How to convert apparent power in kilovolt-amps (kVA) to real power in watts (W).
kVA to the watt calculation formula
The real power P in watts (W) is equal to 1000 times the apparent power S in kilovolt-amps (kVA), times the power factor PF:
P(W) = 1000 × S(kVA) × PF
So watts are equal to 1000 times kilovolt-amps times the power factor.
watts = 1000 × kilovolt-amps × PF
W = 1000 × kVA × PF
What is the real power in watts when the apparent power is 3 kVA and the power factor is 0.8?
P = 1000 × 3kVA × 0.8 = 2400W
ince watts is volts times amps, what is VA? VA (or volt-amps) is also volts times amps, the concept however has been expanded and extended cover some of the subleties of AC power.
For DC current:
VA = Watts (DC current).
In AC if the volts and amps are in phase (for example a resistive load) then the equation is also
VA=Watts (resistive load)
where V is the RMS voltage and A the RMS amperage.

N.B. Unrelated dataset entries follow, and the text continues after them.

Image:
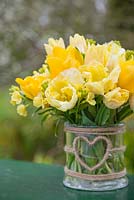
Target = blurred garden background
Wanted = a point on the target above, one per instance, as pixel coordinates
(25, 25)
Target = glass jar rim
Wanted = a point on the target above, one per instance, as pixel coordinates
(120, 128)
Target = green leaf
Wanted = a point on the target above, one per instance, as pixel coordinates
(102, 115)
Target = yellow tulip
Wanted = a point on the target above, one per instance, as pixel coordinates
(60, 94)
(126, 78)
(21, 110)
(131, 101)
(16, 98)
(116, 98)
(31, 85)
(53, 43)
(62, 59)
(79, 42)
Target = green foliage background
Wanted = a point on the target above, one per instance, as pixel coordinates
(25, 26)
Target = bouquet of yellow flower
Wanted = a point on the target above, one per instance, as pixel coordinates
(84, 83)
(90, 86)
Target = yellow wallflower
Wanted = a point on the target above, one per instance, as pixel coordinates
(21, 110)
(126, 78)
(31, 85)
(53, 43)
(60, 94)
(109, 54)
(116, 98)
(62, 59)
(79, 42)
(16, 98)
(97, 73)
(90, 98)
(74, 77)
(98, 78)
(97, 53)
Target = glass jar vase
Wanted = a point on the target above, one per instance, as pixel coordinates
(95, 157)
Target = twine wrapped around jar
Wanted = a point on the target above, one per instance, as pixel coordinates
(83, 148)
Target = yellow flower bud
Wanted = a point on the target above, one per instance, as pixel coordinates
(126, 78)
(116, 98)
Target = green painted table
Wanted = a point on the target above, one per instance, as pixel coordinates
(30, 181)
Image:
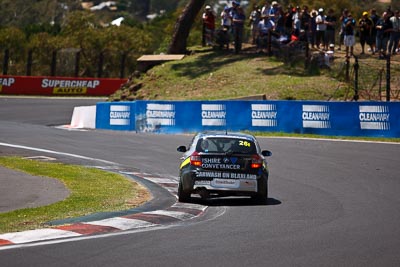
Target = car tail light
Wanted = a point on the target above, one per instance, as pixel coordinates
(256, 162)
(195, 159)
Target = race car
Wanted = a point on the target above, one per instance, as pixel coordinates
(220, 164)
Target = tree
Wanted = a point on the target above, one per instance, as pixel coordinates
(183, 26)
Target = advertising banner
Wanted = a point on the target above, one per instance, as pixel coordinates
(60, 86)
(116, 116)
(374, 119)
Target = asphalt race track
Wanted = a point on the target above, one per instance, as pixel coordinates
(332, 203)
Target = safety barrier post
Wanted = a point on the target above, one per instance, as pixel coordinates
(307, 55)
(53, 65)
(269, 45)
(356, 67)
(6, 61)
(77, 63)
(29, 63)
(100, 66)
(388, 78)
(347, 63)
(123, 62)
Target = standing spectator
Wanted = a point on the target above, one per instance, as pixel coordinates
(330, 29)
(273, 11)
(265, 10)
(254, 19)
(349, 40)
(305, 20)
(280, 21)
(365, 25)
(345, 12)
(321, 28)
(238, 19)
(209, 25)
(226, 21)
(395, 33)
(265, 27)
(383, 27)
(296, 22)
(374, 17)
(289, 20)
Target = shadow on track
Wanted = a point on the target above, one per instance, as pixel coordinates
(233, 201)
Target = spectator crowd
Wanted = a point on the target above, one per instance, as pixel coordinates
(323, 30)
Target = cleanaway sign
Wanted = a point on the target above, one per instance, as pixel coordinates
(374, 119)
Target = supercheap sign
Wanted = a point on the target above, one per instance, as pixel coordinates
(38, 85)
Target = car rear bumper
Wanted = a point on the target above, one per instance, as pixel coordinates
(191, 183)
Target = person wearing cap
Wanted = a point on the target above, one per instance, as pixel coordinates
(273, 11)
(345, 12)
(320, 20)
(209, 25)
(349, 39)
(330, 22)
(365, 25)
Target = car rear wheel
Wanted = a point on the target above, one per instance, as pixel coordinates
(182, 195)
(262, 196)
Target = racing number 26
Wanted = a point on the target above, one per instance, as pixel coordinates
(244, 143)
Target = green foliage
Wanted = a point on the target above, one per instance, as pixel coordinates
(91, 191)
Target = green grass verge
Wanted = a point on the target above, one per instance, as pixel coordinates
(91, 191)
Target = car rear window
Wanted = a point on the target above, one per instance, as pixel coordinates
(225, 145)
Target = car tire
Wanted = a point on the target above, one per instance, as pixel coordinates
(262, 197)
(182, 195)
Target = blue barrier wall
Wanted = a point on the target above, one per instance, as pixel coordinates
(375, 119)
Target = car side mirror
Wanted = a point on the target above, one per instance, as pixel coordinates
(266, 153)
(181, 149)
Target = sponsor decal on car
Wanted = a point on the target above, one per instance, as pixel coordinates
(374, 118)
(225, 175)
(225, 183)
(218, 163)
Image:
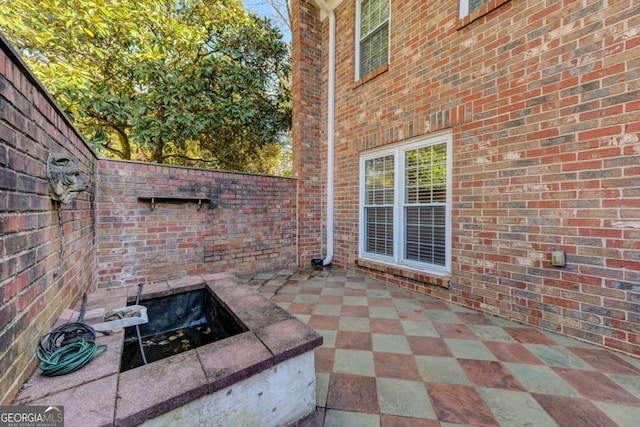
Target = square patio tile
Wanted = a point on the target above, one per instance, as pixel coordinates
(378, 293)
(469, 349)
(336, 418)
(512, 352)
(354, 340)
(383, 312)
(353, 300)
(490, 333)
(390, 343)
(353, 393)
(324, 358)
(454, 330)
(322, 388)
(515, 409)
(324, 322)
(460, 404)
(529, 336)
(339, 292)
(306, 298)
(628, 382)
(621, 415)
(328, 337)
(421, 329)
(445, 370)
(596, 386)
(386, 326)
(606, 361)
(393, 365)
(489, 374)
(355, 324)
(443, 316)
(540, 379)
(428, 346)
(354, 362)
(554, 355)
(396, 421)
(326, 309)
(404, 398)
(582, 413)
(354, 311)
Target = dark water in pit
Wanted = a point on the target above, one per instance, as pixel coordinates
(178, 323)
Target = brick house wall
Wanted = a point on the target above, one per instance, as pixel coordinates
(31, 297)
(246, 223)
(308, 154)
(541, 99)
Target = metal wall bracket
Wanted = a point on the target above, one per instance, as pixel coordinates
(154, 200)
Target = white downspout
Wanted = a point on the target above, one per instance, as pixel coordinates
(330, 126)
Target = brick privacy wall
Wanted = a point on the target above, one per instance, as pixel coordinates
(31, 298)
(541, 98)
(249, 225)
(308, 113)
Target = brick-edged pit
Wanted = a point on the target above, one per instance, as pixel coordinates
(99, 395)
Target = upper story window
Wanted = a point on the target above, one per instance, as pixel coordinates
(372, 49)
(468, 6)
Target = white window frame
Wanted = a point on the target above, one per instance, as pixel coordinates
(463, 9)
(358, 41)
(398, 258)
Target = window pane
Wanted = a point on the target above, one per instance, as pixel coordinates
(475, 4)
(426, 175)
(374, 35)
(373, 13)
(426, 234)
(379, 235)
(379, 181)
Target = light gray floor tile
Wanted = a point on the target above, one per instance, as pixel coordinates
(355, 362)
(515, 409)
(390, 343)
(404, 398)
(469, 349)
(540, 379)
(335, 418)
(445, 370)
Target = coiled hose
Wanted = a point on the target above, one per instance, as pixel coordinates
(68, 347)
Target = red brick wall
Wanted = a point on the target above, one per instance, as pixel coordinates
(541, 98)
(247, 226)
(308, 151)
(31, 298)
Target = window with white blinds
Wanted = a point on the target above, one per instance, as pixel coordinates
(373, 35)
(468, 6)
(405, 209)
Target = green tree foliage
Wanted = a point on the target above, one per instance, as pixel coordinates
(190, 82)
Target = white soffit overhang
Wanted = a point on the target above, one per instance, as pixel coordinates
(331, 3)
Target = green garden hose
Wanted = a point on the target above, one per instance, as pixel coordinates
(68, 358)
(68, 347)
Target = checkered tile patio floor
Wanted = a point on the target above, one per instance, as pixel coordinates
(392, 357)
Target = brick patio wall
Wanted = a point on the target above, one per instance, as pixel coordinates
(245, 224)
(541, 98)
(31, 297)
(308, 152)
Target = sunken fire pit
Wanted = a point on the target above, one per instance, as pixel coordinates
(262, 374)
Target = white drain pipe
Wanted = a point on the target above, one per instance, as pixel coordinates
(330, 126)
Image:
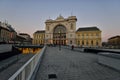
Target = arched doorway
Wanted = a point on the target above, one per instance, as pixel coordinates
(59, 35)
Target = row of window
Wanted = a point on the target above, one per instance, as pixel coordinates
(88, 42)
(94, 34)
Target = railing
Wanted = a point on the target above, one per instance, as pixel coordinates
(27, 70)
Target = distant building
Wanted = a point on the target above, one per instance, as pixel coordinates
(114, 42)
(62, 31)
(7, 33)
(4, 33)
(88, 37)
(27, 37)
(39, 37)
(13, 34)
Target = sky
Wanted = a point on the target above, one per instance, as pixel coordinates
(28, 16)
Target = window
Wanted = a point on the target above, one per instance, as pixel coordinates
(70, 35)
(71, 26)
(48, 28)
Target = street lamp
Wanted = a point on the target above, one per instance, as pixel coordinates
(60, 40)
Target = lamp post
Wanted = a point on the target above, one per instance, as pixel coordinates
(60, 40)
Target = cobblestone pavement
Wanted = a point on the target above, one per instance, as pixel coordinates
(73, 65)
(10, 70)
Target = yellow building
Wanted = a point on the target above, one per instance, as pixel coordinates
(114, 42)
(39, 37)
(88, 37)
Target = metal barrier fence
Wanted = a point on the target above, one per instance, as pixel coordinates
(27, 70)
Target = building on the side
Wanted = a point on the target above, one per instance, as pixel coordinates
(13, 34)
(62, 31)
(39, 37)
(27, 37)
(114, 42)
(88, 37)
(7, 33)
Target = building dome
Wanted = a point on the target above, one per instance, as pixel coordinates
(60, 17)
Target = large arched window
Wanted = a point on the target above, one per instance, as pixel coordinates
(60, 29)
(59, 35)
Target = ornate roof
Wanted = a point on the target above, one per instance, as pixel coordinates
(60, 17)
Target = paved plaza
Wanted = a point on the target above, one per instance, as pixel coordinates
(73, 65)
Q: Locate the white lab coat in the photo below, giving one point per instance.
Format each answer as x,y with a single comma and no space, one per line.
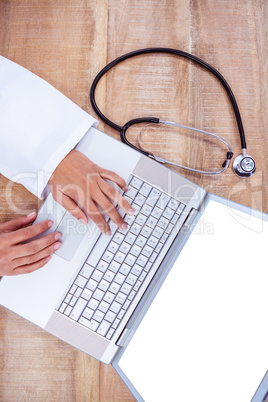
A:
38,127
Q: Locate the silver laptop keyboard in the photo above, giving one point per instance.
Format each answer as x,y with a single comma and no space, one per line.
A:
101,295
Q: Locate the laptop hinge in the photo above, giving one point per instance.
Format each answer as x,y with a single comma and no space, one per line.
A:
123,337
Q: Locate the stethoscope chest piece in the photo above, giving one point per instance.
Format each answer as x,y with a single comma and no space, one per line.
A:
244,165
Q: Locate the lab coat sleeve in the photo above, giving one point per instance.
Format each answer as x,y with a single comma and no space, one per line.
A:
38,127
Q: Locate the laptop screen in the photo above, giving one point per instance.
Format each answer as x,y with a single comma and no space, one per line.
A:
205,335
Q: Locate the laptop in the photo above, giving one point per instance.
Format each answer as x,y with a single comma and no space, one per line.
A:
95,291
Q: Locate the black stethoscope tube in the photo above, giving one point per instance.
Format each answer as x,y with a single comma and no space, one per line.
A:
169,51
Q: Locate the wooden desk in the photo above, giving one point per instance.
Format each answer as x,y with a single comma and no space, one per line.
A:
67,43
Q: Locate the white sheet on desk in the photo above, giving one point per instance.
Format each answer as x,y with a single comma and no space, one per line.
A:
211,343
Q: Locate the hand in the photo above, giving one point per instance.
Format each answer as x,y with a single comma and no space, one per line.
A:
79,186
17,258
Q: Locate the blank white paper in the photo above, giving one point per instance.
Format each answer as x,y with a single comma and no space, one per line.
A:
205,336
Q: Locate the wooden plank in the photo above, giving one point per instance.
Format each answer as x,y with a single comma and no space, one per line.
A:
67,43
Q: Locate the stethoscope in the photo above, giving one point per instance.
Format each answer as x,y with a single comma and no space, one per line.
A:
243,165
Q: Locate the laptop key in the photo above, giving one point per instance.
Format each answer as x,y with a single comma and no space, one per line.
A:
103,327
78,308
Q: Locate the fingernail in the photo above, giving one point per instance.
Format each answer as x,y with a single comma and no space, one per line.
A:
83,221
31,215
57,236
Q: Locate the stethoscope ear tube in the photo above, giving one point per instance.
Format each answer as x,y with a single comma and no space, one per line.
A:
136,121
122,129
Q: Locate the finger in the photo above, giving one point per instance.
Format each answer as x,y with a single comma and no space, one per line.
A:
27,269
107,174
29,232
97,217
17,223
110,210
36,246
71,206
114,195
33,258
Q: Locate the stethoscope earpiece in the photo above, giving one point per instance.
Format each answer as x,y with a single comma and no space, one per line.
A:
244,165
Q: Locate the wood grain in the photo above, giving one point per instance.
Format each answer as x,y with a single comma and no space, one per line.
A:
67,43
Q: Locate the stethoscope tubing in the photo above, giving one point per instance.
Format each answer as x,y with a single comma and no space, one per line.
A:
168,51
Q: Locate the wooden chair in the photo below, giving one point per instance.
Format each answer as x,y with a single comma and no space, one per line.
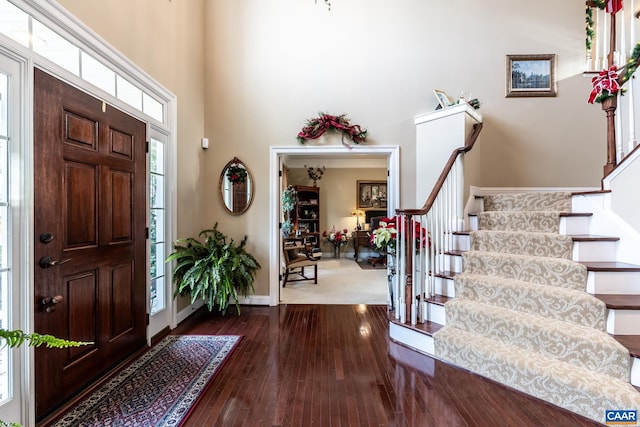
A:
297,256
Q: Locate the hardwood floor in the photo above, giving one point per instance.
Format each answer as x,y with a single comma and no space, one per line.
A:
334,365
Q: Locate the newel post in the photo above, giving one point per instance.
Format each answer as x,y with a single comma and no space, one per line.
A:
609,106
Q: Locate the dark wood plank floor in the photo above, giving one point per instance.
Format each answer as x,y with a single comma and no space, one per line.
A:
334,365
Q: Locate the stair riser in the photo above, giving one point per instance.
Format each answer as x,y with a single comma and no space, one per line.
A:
574,225
623,322
462,242
445,287
436,314
451,263
602,251
594,251
568,225
613,282
410,338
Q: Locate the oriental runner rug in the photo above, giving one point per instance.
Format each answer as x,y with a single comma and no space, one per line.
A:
158,389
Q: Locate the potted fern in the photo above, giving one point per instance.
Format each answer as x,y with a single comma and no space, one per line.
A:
16,338
213,270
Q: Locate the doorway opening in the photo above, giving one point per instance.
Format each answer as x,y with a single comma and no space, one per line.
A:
296,156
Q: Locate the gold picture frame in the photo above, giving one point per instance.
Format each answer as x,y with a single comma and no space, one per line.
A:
371,194
531,75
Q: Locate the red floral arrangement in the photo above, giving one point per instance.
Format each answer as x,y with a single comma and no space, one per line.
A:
385,236
316,127
338,238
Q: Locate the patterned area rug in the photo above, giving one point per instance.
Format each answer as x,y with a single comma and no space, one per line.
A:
158,389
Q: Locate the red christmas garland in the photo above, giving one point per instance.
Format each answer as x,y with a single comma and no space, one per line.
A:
316,127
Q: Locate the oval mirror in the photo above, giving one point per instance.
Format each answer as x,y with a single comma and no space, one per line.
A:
236,187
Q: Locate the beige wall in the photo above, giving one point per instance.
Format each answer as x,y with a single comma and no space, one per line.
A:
263,68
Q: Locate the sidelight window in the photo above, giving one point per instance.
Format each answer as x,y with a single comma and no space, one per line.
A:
158,206
5,222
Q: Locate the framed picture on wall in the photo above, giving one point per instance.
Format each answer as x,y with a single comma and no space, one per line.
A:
371,194
531,75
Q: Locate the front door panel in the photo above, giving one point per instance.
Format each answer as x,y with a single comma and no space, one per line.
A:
90,204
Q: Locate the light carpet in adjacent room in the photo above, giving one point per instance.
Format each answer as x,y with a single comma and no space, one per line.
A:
340,281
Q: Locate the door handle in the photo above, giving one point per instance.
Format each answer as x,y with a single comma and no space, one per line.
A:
47,262
49,303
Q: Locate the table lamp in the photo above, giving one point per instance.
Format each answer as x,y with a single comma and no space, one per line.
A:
357,213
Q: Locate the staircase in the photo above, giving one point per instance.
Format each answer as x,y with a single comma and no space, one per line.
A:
528,298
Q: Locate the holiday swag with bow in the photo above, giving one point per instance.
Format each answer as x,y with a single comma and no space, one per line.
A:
316,127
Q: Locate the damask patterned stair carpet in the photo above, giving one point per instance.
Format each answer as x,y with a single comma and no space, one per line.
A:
158,389
522,315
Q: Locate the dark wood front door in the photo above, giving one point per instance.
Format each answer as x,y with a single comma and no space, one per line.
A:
89,229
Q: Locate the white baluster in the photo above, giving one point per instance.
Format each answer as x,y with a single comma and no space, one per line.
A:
630,86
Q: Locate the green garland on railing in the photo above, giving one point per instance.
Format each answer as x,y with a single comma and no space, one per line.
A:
589,25
608,83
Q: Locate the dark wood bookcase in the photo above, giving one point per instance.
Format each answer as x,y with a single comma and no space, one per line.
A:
306,215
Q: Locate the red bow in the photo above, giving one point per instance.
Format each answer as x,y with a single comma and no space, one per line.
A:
607,80
614,6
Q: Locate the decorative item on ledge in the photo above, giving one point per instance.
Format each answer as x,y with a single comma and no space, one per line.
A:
315,173
235,172
358,213
316,127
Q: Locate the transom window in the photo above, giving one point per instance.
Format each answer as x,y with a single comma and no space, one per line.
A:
29,32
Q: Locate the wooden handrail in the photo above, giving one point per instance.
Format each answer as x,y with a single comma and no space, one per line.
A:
468,145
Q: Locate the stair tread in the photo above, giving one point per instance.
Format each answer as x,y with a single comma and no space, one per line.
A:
620,301
445,274
609,266
562,214
439,299
456,252
575,237
591,192
631,342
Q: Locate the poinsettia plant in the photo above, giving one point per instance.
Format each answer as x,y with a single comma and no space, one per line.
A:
337,237
384,238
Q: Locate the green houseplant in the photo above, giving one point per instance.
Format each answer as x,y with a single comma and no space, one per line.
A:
16,338
289,200
213,270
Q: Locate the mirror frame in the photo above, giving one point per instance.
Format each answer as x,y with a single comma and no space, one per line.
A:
223,179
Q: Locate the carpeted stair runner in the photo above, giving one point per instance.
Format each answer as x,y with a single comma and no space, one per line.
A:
547,301
522,317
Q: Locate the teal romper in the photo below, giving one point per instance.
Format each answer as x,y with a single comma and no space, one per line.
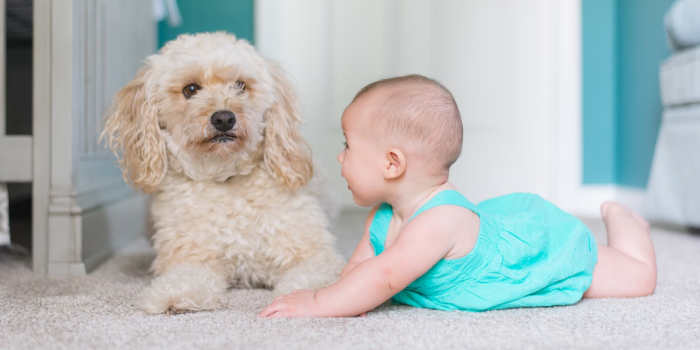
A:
528,253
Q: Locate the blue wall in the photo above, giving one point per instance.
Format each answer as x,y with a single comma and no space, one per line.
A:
599,100
211,15
623,44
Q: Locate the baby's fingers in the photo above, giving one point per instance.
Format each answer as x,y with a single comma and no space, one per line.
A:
271,309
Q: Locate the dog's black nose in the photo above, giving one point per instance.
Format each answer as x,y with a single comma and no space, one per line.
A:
223,120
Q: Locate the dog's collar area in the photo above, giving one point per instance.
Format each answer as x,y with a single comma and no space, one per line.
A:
223,138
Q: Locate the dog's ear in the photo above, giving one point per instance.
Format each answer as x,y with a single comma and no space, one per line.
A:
287,156
132,127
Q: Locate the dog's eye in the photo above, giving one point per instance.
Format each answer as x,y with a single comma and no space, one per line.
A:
240,85
190,90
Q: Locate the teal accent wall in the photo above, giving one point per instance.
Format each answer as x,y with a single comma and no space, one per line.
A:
599,100
234,16
623,44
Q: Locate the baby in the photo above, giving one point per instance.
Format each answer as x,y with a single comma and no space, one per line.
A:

But here is the difference. In AC, the volts and amps are not always in phase (meaning that the peak of the voltage curve is does not happen at the peak of the current curve). Think of pushing a swing. The greatest force is applied when the swing stops at the peak, but the greatest velocity is at the bottom of the arc. When you have reactive circuit elements the current can’t keep up with the voltage, but lags behind. So in AC, if the volts and amps are not precisely in phase you have to calculate the watts by multiplying the volts times the amps at each moment in time and take the average over time, i.e. the integral of V*A dt over a full cycle. The ratio between the VA (i.e. rms volts time rms amps) and Watts is called the power factor PF.
VA·PF = Watts (for any load, including inductive loads)
In other words, volt-amps x power factor = watts. Similarly, KVA*PF = KW,
Or kilovolt-amps times power factor equals kilowatts.
When you want to know how much the electricity is costing you, you use watts. When you are specifying equipment loads, fuses, and wiring sizes you use the VA, or the rms voltage and rms amperage. This is because VA considers the peak of both current and voltage, without taking into account if they happen at the same time or not.